Appearing like a mirage when conditions are just right, a small waterfall spilling off the side of El Capitan in Yosemite National Park turns from a misty stream of white water to a smoldering coil of what looks like radiant fire.

Officially named Horsetail Fall, this innocuous flow of water is easily overlooked when feating on the mountainous vista of El Capitan. To see it transform into the Firefall takes patience and luck, affording a rare visit for just two short weeks a year.


The fall itself only flows when the snow has built up enough and begins to melt. The snow conditions also have to line up with the last two weeks of February, when the Sun shines just right across the edge of El Capitan to illuminate the water. The sky itself also has to be very clear for the light to react correctly.

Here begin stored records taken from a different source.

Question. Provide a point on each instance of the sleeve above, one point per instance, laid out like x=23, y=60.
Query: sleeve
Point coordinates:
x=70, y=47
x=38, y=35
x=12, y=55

The temperamental conditions of the Firefall meant that very few knew about it for decades. Renowned National parks photographer Ansel Adams snapped images of the fall in the mid-century, but because he used black and white, historians aren’t even sure he knew the flow turned red. It wasn’t until the 1970s that the first picture of the Firefall is known to exist, but, since then, photographers from all over the world have gathered each February hoping for a chance at seeing the Firefall for themselves.

Onlookers note that the water doesn’t just look like it’s being cast in red light, but seems to glow. Though only a trickle of water is necessary to pick up the sunset’s color, some years can be pretty paltry. Extended drought in 2018 reduced the flow to just drops, stunting the Firefall.